Look for a flat space near the house, an outside water source, not over the septic or leach field, and appropriate outdoor lighting when planning my customers’ rinks (or the ability to add it).

Brace well:  Prepare your rink for nuclear fallout and avoid disaster.

Don’t fill until the next week has below-freezing daytime temps (colder at night). If you lay your liner and fill early, tree limbs and animals may penetrate it.

Fill all at once and use a water delivery service if you can. Layering could damage your lining. If you put down one inch of ice first and try to fill again, the new water will drill a hole in your ice and fill from the bottom up. Pushing up the first layer of ice could harm your liner. Filling at once avoids this. Fill quickly and fix holes. Acoustic sealant, roofing tar, and Nicerink patch tape work well. If you planned it well, the top layer will freeze soon. Get your mending material in before it does or you’ll have to punch through the ice to reach the liner.

Zamboni-like ice surfaces are excellent. Using a shovel, snowblower, broom, or squeegee, the Zamboni sweeps and collects snow first. The Zamboni applies hot water. Use this homeboy or Nicerink’s NiceIce resurfacer for your rink.

Cold water works well, but hot water is preferable. Resurfacing requires numerous thin layers, unlike initial fill. Bring your hose and resurfacer inside afterward.

Provide appropriate rink lighting. You’ll need illumination to maintain your rink, even if you don’t skate at night. Nighttime is excellent for resurfacing.

Snowstorms happen. Keep the rink tidy. Wait until the storm passes, but get to the rink fast. Snow insulates and adheres to ice.
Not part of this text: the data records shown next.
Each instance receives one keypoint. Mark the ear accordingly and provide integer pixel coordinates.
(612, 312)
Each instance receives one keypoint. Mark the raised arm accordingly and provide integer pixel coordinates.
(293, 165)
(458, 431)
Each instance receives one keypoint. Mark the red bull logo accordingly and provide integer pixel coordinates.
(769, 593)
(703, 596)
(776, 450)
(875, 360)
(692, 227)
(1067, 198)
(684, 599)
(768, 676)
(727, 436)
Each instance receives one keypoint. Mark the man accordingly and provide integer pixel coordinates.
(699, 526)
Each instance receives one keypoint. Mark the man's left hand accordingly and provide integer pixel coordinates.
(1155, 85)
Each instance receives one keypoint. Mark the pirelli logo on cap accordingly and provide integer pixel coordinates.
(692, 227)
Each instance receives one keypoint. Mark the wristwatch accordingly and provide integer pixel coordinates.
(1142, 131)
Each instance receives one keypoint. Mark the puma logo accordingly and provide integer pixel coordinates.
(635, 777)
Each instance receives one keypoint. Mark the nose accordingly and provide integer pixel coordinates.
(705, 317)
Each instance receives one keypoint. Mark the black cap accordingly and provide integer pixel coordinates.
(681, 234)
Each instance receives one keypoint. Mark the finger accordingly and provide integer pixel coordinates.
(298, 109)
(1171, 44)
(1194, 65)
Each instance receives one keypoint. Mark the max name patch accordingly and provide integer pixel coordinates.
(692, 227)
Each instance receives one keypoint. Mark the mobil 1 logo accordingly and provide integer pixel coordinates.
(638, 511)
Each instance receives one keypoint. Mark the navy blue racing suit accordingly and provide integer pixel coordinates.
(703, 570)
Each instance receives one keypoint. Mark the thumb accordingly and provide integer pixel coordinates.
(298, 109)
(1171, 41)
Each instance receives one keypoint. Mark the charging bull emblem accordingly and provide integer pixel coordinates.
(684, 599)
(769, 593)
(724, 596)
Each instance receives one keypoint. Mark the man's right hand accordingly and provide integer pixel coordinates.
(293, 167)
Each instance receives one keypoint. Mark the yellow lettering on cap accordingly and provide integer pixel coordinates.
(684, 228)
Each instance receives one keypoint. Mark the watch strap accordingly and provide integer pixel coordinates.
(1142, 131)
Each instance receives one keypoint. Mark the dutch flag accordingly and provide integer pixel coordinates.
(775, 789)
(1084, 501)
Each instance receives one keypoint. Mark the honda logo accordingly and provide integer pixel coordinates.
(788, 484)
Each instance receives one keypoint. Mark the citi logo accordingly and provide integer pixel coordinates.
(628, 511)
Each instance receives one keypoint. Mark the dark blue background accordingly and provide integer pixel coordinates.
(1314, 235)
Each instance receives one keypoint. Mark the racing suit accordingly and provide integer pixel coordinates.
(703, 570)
Long-term exposure can damage your surface. Several floods can restore it, but it’s difficult. Shovel often.

Early liner installation won’t damage the grass. Drain it with a submersible pump or siphon after the ice melts in spring. After emptying, cut the liner into strips and dispose of it. Start anew next year with a new one!

Do backyard ice rinks destroy grass?

Do backyard ice rinks destroy grass?

Do backyard ice rinks destroy grass?

If you put up an ice rink and take it down at the correct times, it won’t ruin your yard. Waiting until after the first freeze to build it and then dismantling it before spring begins will be safe for the lawn because grass is dormant at this time.

FAQs: How to build a hockey rink?

What is the ideal thickness for a backyard rink?

The ice must be at least two inches thick to support a person weighing 300 pounds. Ideally, the municipal rinks should have at least three inches.

How challenging would it be to create an ice rink in one’s own backyard?

If winter temperatures remain persistently low enough, constructing and maintaining even a tiny rink is a simple task. Homemade rinks require a snowfall to cover the ground before installation, but once built, they require nothing in the way of upkeep during the winter.

How much does a do-it-yourself outdoor rink cost?

A backyard ice rink normally costs between $50,000 and $25,000. Backyard skating rinks typically cost between $0.50 and $3.50 per square foot. The cost of a backyard rink is determined by how much the work you do yourself. Remember to include the cost of filling your rink with water in the total pricing.

How can you fill an ice rink in your backyard?

Cover the area with a tarp or similar material before filling it with water. Fill it all at once to allow the water to level out; freezing in layers can result in an uneven surface. If hot water is available, the following flooding should be performed. Your rink will be ready after you have two to three inches of ice!


In the end, we hope the information above that will useful for you. If you have any questions related to how to build a hockey rink, let’s contact to answer!